Кто-то из моих родителей сегодня ездил на черном кабриолете «бентли», который сейчас припаркован на стоянке под портиком. Наверное, отец. Мать всегда ненавидела солнце и куталась в шелка и шифон. Прятала каждый дюйм своей кожи, пока не становилась похожей на мумию от Валентино. Отец, всегда загорелый и подтянутый, играл в гольф и теннис, пилотировал собственный винтажный катер марки «Сигаретт» в гонках на озере Уорт. Я задумалась, как бы он поступил, если бы вышел из дома, выехал на своем «бентли» за ворота и увидел меня, сидящей здесь. Узнал бы? Когда он в последний раз меня видел, я носила длинную пышную гриву темных вьющихся волос. Мое лицо искажала ярость, и, к моему ужасу, глаза набухли от слез. Год назад, в приступе ярости я обкромсала свои волосы «под мальчика» и с тех пор так и ходила. Благодаря почти двухлетним стараниям пластических хирургов выражение моего лица теперь оставалось неизменным, строго безразличным. Сейчас я физически не могла плакать. Самовлюбленный нарцисс (каким отец был всегда), вряд ли захотел бы разглядеть во мне кого-то кроме бездельника. Как выйдет на улицу, тут же достанет телефон и вызовет полицию.

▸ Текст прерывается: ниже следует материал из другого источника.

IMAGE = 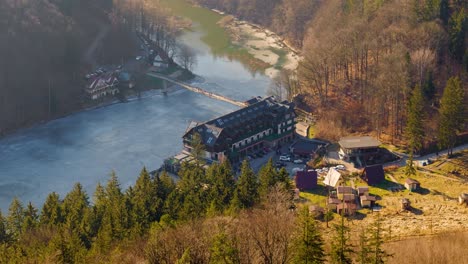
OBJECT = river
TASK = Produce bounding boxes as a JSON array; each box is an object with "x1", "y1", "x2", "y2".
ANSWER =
[{"x1": 0, "y1": 3, "x2": 269, "y2": 212}]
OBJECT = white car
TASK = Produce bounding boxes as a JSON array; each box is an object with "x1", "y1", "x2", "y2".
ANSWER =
[
  {"x1": 291, "y1": 168, "x2": 303, "y2": 173},
  {"x1": 335, "y1": 164, "x2": 346, "y2": 170}
]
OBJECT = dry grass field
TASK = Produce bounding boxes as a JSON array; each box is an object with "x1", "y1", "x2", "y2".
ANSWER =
[{"x1": 301, "y1": 151, "x2": 468, "y2": 264}]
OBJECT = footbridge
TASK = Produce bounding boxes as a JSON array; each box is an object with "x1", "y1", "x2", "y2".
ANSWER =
[{"x1": 147, "y1": 72, "x2": 247, "y2": 107}]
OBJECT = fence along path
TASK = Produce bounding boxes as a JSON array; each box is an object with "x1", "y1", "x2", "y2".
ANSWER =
[{"x1": 148, "y1": 72, "x2": 246, "y2": 107}]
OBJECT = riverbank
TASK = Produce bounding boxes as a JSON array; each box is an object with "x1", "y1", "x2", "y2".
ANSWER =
[{"x1": 218, "y1": 14, "x2": 300, "y2": 78}]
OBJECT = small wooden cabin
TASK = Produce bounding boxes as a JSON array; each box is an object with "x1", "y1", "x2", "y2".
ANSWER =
[
  {"x1": 401, "y1": 198, "x2": 411, "y2": 210},
  {"x1": 360, "y1": 195, "x2": 377, "y2": 208},
  {"x1": 405, "y1": 178, "x2": 420, "y2": 191}
]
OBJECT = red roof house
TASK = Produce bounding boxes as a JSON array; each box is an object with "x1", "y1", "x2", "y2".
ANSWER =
[{"x1": 294, "y1": 171, "x2": 317, "y2": 191}]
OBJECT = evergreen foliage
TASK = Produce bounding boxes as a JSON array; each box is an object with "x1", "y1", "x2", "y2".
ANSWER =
[
  {"x1": 330, "y1": 216, "x2": 354, "y2": 264},
  {"x1": 293, "y1": 207, "x2": 325, "y2": 264},
  {"x1": 438, "y1": 77, "x2": 466, "y2": 155}
]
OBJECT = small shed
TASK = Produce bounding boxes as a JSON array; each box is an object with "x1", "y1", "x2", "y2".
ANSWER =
[
  {"x1": 336, "y1": 203, "x2": 357, "y2": 215},
  {"x1": 401, "y1": 198, "x2": 411, "y2": 210},
  {"x1": 323, "y1": 168, "x2": 341, "y2": 187},
  {"x1": 343, "y1": 193, "x2": 356, "y2": 203},
  {"x1": 328, "y1": 198, "x2": 341, "y2": 211},
  {"x1": 362, "y1": 165, "x2": 385, "y2": 185},
  {"x1": 458, "y1": 193, "x2": 468, "y2": 205},
  {"x1": 309, "y1": 205, "x2": 325, "y2": 218},
  {"x1": 294, "y1": 171, "x2": 317, "y2": 191},
  {"x1": 360, "y1": 194, "x2": 377, "y2": 208},
  {"x1": 356, "y1": 186, "x2": 369, "y2": 196},
  {"x1": 296, "y1": 122, "x2": 310, "y2": 138},
  {"x1": 336, "y1": 186, "x2": 353, "y2": 200},
  {"x1": 405, "y1": 178, "x2": 420, "y2": 191}
]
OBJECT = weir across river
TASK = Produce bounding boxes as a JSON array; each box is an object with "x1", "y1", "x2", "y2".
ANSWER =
[{"x1": 147, "y1": 72, "x2": 247, "y2": 107}]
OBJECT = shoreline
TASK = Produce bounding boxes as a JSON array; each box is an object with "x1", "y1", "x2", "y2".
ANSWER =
[
  {"x1": 215, "y1": 13, "x2": 301, "y2": 78},
  {"x1": 0, "y1": 82, "x2": 186, "y2": 140}
]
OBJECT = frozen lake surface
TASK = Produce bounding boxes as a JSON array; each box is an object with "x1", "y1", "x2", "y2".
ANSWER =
[{"x1": 0, "y1": 28, "x2": 269, "y2": 210}]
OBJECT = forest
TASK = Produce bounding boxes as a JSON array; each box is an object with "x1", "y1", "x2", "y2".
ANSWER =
[
  {"x1": 0, "y1": 0, "x2": 173, "y2": 136},
  {"x1": 0, "y1": 160, "x2": 402, "y2": 263},
  {"x1": 193, "y1": 0, "x2": 468, "y2": 148}
]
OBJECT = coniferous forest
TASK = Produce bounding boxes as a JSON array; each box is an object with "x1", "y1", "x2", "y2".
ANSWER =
[{"x1": 0, "y1": 160, "x2": 400, "y2": 263}]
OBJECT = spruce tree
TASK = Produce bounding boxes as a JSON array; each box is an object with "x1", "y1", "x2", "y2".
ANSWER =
[
  {"x1": 258, "y1": 159, "x2": 278, "y2": 197},
  {"x1": 357, "y1": 229, "x2": 370, "y2": 264},
  {"x1": 405, "y1": 85, "x2": 425, "y2": 155},
  {"x1": 23, "y1": 202, "x2": 39, "y2": 232},
  {"x1": 293, "y1": 207, "x2": 325, "y2": 264},
  {"x1": 330, "y1": 216, "x2": 354, "y2": 264},
  {"x1": 39, "y1": 192, "x2": 63, "y2": 226},
  {"x1": 438, "y1": 77, "x2": 466, "y2": 156},
  {"x1": 62, "y1": 183, "x2": 89, "y2": 234},
  {"x1": 0, "y1": 210, "x2": 10, "y2": 242},
  {"x1": 231, "y1": 160, "x2": 259, "y2": 209},
  {"x1": 367, "y1": 217, "x2": 392, "y2": 264},
  {"x1": 7, "y1": 197, "x2": 24, "y2": 239},
  {"x1": 131, "y1": 168, "x2": 160, "y2": 231}
]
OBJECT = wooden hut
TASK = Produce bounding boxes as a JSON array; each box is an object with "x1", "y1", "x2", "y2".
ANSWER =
[
  {"x1": 405, "y1": 178, "x2": 420, "y2": 191},
  {"x1": 401, "y1": 198, "x2": 411, "y2": 210},
  {"x1": 458, "y1": 193, "x2": 468, "y2": 205},
  {"x1": 336, "y1": 203, "x2": 357, "y2": 216},
  {"x1": 336, "y1": 186, "x2": 353, "y2": 200},
  {"x1": 327, "y1": 198, "x2": 341, "y2": 211},
  {"x1": 309, "y1": 205, "x2": 325, "y2": 219},
  {"x1": 356, "y1": 186, "x2": 369, "y2": 196},
  {"x1": 361, "y1": 165, "x2": 385, "y2": 185},
  {"x1": 359, "y1": 195, "x2": 377, "y2": 208}
]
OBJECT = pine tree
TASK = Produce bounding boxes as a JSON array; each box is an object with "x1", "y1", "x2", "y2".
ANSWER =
[
  {"x1": 405, "y1": 85, "x2": 425, "y2": 155},
  {"x1": 438, "y1": 77, "x2": 465, "y2": 156},
  {"x1": 448, "y1": 8, "x2": 468, "y2": 62},
  {"x1": 258, "y1": 159, "x2": 278, "y2": 197},
  {"x1": 0, "y1": 210, "x2": 10, "y2": 243},
  {"x1": 207, "y1": 160, "x2": 236, "y2": 212},
  {"x1": 231, "y1": 160, "x2": 259, "y2": 209},
  {"x1": 367, "y1": 217, "x2": 392, "y2": 264},
  {"x1": 131, "y1": 168, "x2": 160, "y2": 231},
  {"x1": 422, "y1": 71, "x2": 436, "y2": 100},
  {"x1": 39, "y1": 192, "x2": 63, "y2": 226},
  {"x1": 293, "y1": 207, "x2": 325, "y2": 264},
  {"x1": 23, "y1": 202, "x2": 39, "y2": 232},
  {"x1": 7, "y1": 197, "x2": 24, "y2": 239},
  {"x1": 357, "y1": 229, "x2": 371, "y2": 264},
  {"x1": 62, "y1": 183, "x2": 89, "y2": 234},
  {"x1": 330, "y1": 216, "x2": 354, "y2": 264},
  {"x1": 190, "y1": 133, "x2": 205, "y2": 166}
]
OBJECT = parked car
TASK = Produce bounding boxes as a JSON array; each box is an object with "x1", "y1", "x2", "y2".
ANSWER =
[
  {"x1": 291, "y1": 168, "x2": 303, "y2": 173},
  {"x1": 275, "y1": 161, "x2": 286, "y2": 169}
]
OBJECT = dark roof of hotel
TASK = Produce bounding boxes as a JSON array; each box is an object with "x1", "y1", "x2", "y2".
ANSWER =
[
  {"x1": 338, "y1": 136, "x2": 382, "y2": 149},
  {"x1": 183, "y1": 97, "x2": 294, "y2": 150}
]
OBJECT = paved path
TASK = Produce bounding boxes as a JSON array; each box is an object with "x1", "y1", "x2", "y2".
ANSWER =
[
  {"x1": 148, "y1": 72, "x2": 247, "y2": 107},
  {"x1": 383, "y1": 144, "x2": 468, "y2": 167},
  {"x1": 84, "y1": 24, "x2": 110, "y2": 67}
]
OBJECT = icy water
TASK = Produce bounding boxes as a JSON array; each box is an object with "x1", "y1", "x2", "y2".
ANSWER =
[{"x1": 0, "y1": 21, "x2": 269, "y2": 212}]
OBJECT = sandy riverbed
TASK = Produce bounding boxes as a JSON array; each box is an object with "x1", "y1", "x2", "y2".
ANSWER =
[{"x1": 221, "y1": 17, "x2": 300, "y2": 77}]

После моей встречи с асфальтом под грузовиком Билли Голема мать приходила в госпиталь повидать меня. Не потому, что я ей звонила. Не потому, что она была моей матерью и беспокоилась обо мне. Она пришла, потому что ее домработница увидела мое имя в статье «Палм-Бич-пост» об этом происшествии и спросила, не родственница ли я им.
Хелен пришла проведать меня, но не знала, что говорить и делать. Я дала ей отправную точку для проявления материнства, но она обладала лишь поверхностными знаниями в этой области. Я не имела никакого сходства с дочерью из ее воспоминаний. Ни физически, ни как-то иначе. Ушла из ее жизни также быстро, как и вошла в нее.
Хелен было так неловко, что через пятнадцать минут я притворилась спящей, дав ей возможность уйти. Я спрашивала себя, зачем приехала сюда? Разве недостаточно того, что старые воспоминания прорвались сквозь скрывающие их шрамы? Я должна была приехать сюда лично, чтобы боль стала острее?
Видимо, так я и думала.
Какая странная ирония в том, что смерть Ирины каким-то образом может быть связана с моим прошлым. И желая помочь ей, я вынуждена встретиться лицом к лицу с тем, от чего убегала всю свою сознательную жизнь.
Я завела машину и уехала. Домой.
Солнце клонилось к закату, когда я вернулась на ферму. Лошади, счастливые в своем неведении и безразличные к тому, как прошел мой день, были голодны. Повсюду стояли полицейские машины, включая ту, на которой ездил Лэндри. Копы работали в квартире Ирины, как и я несколько часов назад.